Federal Reserve Chairman Powell said at the global central bank annual meeting held in Jackson Hole, Wyoming last month that the time for policy adjustments has come. The biggest suspense in the industry now is how big of a step the Fed will take in its first rate cut.

Citigroup economists Veronica Clark and Andrew Hollenhorst pointed out in their CPI data preview report released on September 9th that although inflation data is quickly giving way to labor market data in terms of relevance to Fed policy decision-making, the August employment report is inconclusive, so August CPI data could still have an impact.
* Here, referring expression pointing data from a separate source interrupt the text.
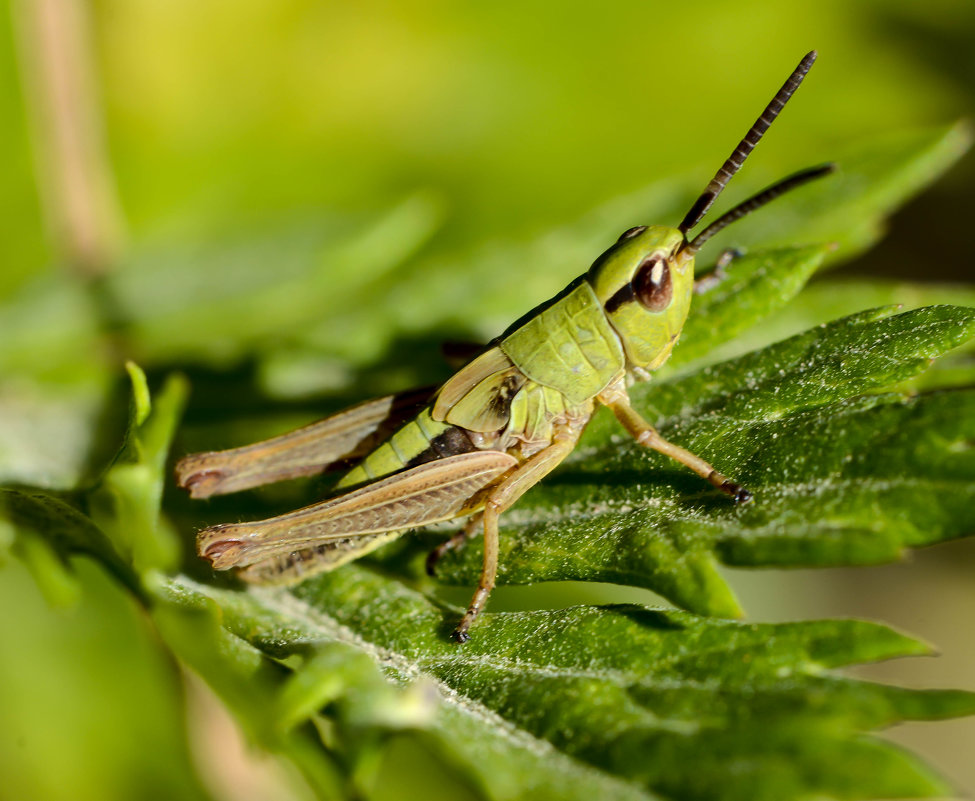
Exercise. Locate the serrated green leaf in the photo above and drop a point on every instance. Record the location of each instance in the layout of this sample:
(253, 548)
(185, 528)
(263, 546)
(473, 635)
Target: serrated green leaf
(637, 701)
(837, 480)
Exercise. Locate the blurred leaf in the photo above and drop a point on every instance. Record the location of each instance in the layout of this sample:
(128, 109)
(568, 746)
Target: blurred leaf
(125, 501)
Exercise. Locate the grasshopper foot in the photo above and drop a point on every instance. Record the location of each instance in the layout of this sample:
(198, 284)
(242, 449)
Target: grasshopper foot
(737, 492)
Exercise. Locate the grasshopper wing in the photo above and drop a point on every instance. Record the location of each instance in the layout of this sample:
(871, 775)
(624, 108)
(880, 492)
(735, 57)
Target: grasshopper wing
(313, 449)
(334, 531)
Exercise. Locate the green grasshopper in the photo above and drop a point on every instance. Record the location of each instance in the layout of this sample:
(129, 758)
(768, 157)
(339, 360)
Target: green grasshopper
(473, 446)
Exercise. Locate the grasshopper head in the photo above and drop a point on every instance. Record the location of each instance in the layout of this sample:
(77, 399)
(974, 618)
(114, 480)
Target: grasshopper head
(644, 283)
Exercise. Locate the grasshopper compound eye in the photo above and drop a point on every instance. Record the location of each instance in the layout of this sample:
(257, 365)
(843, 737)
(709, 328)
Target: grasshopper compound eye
(652, 285)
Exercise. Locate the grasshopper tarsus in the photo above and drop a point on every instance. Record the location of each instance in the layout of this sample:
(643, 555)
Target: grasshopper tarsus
(737, 492)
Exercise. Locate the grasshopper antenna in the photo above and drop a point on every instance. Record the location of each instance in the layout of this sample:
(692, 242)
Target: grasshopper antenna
(746, 145)
(777, 189)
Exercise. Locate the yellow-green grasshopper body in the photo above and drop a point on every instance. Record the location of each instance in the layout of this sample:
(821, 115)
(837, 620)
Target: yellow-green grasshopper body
(475, 445)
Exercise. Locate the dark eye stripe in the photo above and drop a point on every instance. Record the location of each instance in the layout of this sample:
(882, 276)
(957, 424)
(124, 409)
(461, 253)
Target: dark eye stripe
(655, 295)
(624, 294)
(632, 232)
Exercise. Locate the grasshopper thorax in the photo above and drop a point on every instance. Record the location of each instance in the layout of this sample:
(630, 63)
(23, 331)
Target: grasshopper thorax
(644, 284)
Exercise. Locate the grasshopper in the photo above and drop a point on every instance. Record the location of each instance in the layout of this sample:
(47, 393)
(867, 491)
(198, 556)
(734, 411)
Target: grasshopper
(473, 446)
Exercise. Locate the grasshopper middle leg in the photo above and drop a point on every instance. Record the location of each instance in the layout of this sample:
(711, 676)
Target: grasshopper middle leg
(648, 436)
(516, 484)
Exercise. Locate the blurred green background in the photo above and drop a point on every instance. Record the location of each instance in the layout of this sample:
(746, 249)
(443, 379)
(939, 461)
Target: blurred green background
(227, 121)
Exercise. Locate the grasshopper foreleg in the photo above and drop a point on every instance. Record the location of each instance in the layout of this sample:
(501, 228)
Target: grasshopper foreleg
(509, 490)
(471, 527)
(646, 435)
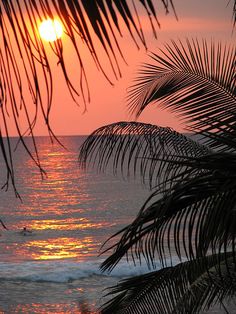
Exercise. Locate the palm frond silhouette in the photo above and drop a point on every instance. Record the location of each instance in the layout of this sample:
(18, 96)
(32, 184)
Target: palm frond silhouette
(27, 67)
(190, 214)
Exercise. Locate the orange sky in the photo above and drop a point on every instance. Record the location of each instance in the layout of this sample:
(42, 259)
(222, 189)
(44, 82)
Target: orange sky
(201, 19)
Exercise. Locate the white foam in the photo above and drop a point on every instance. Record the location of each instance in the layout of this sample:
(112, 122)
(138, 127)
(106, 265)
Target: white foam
(65, 271)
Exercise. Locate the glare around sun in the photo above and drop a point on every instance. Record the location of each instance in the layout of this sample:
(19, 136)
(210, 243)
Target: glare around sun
(50, 30)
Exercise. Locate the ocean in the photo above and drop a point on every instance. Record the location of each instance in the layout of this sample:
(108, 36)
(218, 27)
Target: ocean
(71, 213)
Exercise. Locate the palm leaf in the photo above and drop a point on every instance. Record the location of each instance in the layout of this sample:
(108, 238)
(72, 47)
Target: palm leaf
(196, 81)
(184, 222)
(26, 64)
(155, 153)
(185, 288)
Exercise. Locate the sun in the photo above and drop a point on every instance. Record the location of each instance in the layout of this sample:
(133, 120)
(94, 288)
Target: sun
(50, 30)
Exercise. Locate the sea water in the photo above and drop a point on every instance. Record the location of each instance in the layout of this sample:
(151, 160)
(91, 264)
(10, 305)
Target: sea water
(71, 213)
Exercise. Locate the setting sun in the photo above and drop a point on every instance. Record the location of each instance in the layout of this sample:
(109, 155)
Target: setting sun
(50, 30)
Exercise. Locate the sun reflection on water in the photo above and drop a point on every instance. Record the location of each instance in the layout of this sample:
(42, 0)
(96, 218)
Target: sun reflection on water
(61, 248)
(68, 224)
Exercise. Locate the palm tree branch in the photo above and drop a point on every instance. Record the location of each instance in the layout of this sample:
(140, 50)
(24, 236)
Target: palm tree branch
(194, 81)
(153, 152)
(187, 287)
(184, 220)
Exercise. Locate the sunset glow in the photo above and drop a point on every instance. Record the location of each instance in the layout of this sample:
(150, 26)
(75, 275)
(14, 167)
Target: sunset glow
(50, 30)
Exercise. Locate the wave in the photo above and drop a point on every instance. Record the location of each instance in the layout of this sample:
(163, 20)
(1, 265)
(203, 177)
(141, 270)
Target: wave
(64, 271)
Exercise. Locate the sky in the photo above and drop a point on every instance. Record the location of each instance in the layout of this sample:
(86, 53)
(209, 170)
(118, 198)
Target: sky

'Given the increasing downside risks to the labor market and economic activity, weak CPI data may indicate a lower threshold for a larger rate cut,' Citigroup economists said.

In a report to clients last Friday, the Wells Fargo economic team led by Jay Bryson wrote, 'Another benign CPI report could give FOMC members enough 'confidence' to believe that inflation is sustainably returning to 2%, thereby supporting a 50 basis point rate cut. On the other hand, if inflation data is hotter than expected, a 25 basis point rate cut at the September meeting is likely to be the consensus.'

As for market impact, analysts from Mitsubishi UFJ Financial Group stated that the data is consistent with the trend of slowing inflation and is crucial for supporting current market expectations of a Fed rate cut. Strong CPI data in August will not prevent the Fed from cutting rates next week, but such a result will further question the aggressive easing bet already reflected in prices, which in turn could bring upside risk to the dollar.

Goldman Sachs listed the potential volatility of the S&P 500 index under different core CPI month-on-month increases for tonight's U.S. stock market trend.

It is worth mentioning that, unlike usual, Goldman Sachs believes that the further the data deviates from the market's expected value (either too high or too low), the less favorable it will be for the performance of US stocks. In the past, similar forecasts from Goldman Sachs often considered lower data to be better.

In response to this, Goldman Sachs team explained that weak data close to expectations may be the best result: it will make the risks of some events become a thing of the past, and the volatility of stocks will also slightly decrease in the short term. However, if the data is considered to be too hot or too cold, it may bring more uncertainty to the Fed's interest rate path or the current direction of the US economy.

Editor/ping

The translation is provided by third-party software.